Scuderia Ferrari team Principal Mattia Binotto said that he views having two top drivers as a “luxury” amid the latest controversy between Sebastian Vettel and Charles Leclerc in Formula 1’s Russian Grand Prix.
Tensions rose at the Scuderia in Sochi as Sebastian Vettel ignored team orders to allow polesitter Charles Leclerc back ahead after the Monegasque had let his four-time world champion teammate into the lead at the start of the race.
Charles Leclerc insisted he had followed a pre-race agreement in the team’s bid to try and secure a second consecutive one-two finish, but Sebastian Vettel wanted to remain ahead. The German ultimately retired from the race shortly after his first pit stop when he suffered an MGU-K failure.
The incident resulted in a Virtual Safety Car period that ironically enabled Mercedes to take advantage as Lewis Hamilton headed an unlikely one-two for the team to land its first win since F1’s summer break. Asked how he will deal with having the toughest management job in F1, Mattia Binotto replied: “I still believe it is a luxury. “I still believe it is a luxury because we have two fantastic drivers.”

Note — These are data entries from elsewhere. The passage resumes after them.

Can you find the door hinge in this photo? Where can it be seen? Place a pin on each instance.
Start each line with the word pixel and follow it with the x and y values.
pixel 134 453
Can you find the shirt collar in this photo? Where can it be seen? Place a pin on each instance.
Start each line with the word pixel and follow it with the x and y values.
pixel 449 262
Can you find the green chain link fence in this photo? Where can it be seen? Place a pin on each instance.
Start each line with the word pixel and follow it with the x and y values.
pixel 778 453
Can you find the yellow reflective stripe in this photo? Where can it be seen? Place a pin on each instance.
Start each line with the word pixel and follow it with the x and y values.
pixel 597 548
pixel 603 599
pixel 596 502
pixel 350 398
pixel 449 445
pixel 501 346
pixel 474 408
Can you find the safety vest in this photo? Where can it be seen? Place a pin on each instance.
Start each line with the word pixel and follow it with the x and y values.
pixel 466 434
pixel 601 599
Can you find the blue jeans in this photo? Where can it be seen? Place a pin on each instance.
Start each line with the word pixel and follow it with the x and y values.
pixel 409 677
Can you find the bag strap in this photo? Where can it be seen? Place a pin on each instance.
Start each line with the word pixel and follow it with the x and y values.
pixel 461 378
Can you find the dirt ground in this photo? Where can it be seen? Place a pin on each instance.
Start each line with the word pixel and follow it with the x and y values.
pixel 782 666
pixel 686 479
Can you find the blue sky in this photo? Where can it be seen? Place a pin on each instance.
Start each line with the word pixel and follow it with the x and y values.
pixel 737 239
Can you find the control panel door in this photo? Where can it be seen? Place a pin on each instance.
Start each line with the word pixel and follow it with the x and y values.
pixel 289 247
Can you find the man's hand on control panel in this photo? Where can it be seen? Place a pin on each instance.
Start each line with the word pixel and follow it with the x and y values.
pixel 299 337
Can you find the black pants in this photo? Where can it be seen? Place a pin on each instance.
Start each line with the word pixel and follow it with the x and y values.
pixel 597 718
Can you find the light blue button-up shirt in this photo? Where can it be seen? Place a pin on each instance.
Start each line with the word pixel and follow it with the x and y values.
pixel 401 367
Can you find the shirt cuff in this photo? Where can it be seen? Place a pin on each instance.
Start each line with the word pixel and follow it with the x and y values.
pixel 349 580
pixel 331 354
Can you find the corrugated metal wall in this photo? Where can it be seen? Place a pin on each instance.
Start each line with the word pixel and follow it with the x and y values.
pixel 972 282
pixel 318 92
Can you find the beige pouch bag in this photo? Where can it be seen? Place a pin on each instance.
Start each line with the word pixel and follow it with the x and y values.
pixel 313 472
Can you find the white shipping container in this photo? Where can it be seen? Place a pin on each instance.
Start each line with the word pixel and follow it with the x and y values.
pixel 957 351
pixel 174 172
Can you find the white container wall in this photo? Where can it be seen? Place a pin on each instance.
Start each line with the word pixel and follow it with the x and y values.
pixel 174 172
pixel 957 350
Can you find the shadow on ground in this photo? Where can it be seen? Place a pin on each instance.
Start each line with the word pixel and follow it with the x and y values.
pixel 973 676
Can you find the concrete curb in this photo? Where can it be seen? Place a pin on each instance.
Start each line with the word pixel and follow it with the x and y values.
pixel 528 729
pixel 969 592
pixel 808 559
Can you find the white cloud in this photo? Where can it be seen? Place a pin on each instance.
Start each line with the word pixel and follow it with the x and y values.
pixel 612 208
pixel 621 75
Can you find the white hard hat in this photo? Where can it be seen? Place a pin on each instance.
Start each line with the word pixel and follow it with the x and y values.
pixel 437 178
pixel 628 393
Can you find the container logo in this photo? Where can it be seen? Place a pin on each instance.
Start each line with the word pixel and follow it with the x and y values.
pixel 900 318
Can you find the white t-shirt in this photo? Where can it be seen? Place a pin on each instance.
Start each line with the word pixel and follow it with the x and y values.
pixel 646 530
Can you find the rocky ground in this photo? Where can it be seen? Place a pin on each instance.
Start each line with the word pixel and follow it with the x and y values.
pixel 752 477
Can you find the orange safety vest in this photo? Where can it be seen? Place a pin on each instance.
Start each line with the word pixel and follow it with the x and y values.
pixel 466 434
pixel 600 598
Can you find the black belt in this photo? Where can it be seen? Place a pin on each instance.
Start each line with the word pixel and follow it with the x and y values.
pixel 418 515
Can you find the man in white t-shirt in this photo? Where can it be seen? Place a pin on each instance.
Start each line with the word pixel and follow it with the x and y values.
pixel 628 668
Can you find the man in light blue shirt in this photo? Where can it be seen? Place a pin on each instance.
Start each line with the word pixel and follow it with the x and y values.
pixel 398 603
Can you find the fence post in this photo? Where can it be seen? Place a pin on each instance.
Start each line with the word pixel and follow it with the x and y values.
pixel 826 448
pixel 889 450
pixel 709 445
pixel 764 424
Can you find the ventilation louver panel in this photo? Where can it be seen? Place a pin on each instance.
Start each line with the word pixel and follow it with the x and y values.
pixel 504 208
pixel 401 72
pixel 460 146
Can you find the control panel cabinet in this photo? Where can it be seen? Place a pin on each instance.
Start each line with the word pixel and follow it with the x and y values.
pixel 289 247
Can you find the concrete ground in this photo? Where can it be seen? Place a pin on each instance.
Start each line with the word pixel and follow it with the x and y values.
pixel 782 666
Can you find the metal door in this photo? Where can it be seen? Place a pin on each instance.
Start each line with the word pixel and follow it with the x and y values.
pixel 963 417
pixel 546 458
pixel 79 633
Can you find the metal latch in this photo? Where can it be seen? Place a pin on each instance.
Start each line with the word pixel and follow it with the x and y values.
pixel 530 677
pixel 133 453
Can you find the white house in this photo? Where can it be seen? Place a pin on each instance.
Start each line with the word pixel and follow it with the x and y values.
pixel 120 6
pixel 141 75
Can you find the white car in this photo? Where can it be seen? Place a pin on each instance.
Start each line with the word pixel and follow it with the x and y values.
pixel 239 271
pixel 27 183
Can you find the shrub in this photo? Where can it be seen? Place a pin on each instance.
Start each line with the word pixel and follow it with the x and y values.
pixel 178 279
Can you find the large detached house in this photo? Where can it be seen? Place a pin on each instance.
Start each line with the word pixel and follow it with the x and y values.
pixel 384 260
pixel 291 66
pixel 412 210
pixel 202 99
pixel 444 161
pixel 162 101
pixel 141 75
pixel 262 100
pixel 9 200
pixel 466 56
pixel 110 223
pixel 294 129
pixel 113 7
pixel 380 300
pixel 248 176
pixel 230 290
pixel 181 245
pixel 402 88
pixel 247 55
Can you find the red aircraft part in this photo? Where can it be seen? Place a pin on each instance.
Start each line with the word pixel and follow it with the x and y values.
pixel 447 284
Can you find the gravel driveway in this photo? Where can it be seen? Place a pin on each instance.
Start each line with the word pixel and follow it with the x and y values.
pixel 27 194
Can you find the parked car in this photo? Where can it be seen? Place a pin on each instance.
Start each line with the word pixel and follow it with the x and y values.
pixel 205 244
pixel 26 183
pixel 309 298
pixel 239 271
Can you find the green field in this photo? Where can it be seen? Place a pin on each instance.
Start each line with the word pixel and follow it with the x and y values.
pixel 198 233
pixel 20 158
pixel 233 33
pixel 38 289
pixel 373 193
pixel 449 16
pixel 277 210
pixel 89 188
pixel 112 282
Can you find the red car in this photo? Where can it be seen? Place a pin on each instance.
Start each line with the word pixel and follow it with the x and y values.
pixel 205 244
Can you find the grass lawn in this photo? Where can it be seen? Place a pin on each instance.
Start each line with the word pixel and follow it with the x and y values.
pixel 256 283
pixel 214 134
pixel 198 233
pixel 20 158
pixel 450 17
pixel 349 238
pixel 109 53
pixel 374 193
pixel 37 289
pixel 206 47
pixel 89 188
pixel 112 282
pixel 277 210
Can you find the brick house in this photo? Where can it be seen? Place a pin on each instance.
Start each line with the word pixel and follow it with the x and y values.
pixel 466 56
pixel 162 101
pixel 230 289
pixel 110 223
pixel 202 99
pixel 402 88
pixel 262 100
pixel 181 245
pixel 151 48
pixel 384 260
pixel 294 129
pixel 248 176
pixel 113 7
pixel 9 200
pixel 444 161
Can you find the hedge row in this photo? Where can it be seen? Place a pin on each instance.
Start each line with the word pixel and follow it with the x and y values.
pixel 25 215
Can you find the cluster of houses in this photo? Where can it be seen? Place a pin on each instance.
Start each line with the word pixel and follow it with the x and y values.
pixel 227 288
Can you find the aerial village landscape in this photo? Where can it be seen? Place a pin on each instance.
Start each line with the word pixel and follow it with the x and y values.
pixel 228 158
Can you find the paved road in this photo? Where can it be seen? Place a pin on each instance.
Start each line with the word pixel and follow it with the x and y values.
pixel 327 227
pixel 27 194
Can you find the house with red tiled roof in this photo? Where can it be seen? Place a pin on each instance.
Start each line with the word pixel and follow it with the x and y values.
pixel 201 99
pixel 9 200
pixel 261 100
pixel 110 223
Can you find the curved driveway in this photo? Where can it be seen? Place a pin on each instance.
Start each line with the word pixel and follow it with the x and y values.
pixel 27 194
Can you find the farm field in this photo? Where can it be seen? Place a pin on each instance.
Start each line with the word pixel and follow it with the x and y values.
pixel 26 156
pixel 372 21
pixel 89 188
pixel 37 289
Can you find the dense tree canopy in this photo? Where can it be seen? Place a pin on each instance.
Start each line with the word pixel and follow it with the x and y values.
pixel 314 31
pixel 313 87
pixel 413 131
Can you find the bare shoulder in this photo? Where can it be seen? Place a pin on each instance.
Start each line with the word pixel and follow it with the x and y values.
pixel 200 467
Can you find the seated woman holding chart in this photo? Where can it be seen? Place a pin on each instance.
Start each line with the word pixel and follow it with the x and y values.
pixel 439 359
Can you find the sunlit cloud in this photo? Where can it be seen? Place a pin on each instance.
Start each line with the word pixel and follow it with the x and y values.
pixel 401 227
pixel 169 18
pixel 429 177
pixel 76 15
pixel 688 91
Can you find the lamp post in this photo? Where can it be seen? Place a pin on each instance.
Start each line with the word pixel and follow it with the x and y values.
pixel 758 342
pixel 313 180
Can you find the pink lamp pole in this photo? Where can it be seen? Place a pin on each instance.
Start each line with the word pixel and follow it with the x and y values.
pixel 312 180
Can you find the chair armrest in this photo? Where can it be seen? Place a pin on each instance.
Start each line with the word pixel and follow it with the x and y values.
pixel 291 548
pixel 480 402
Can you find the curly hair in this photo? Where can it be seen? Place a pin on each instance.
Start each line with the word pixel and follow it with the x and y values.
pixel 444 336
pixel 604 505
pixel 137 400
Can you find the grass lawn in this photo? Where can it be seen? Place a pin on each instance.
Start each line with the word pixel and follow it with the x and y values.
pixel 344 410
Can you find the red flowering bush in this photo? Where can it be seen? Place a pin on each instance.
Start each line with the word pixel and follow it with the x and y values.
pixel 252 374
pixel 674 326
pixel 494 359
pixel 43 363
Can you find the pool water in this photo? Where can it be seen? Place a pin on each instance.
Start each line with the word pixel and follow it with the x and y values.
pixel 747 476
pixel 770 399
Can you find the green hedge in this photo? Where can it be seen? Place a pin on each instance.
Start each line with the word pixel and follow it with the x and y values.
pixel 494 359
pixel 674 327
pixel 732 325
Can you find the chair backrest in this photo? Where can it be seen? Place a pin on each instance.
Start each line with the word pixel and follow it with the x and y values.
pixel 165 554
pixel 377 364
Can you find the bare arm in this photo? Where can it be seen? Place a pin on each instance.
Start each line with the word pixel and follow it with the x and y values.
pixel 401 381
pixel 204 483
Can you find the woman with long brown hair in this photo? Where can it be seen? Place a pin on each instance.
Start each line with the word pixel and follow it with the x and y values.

Mattia Binotto insisted both drivers stuck to the team’s pre-race agreement and denied that Scuderia Ferrari had stopped Charles earlier than Sebastian to ensure he leapfrogged the German.
“Looking at the start, our judgement that the start went as planned, and therefore we thought it was right to ask Seb to swap the positions,” Binotto explained – “Eventually the two drivers may have different opinions by driving the car, but that is something which we may discuss with them. We initially asked Seb to give the position back, but fair enough to say at that stage in the race that maybe Charles was not close enough, and we would have lost some time on track. Later on, Seb was quite fast and gained some track advantage on Charles. So we knew that we could decide to do it later on. The undercut was not for the reason for giving back the position to Charles,” he added. – “The undercut was as well because Charles stopped because he had worn tyres, his left-rear was starting to be worn, so it was the right moment for him to pit. We knew as well that if we had stopped both our cars there, we would have been vulnerable on Safety Cars by giving the lead to Hamilton, so we tried to stay out as much as we could with Seb, simply to protect in case of Safety Cars later in the race. Again, Seb’s tyres were worn, it was the right moment to pit. As a matter of fact, Charles was ahead, Seb was behind, but the race was still not over and there would have been plenty of opportunity to decide with them what would have been the best option later on.” – he concluded.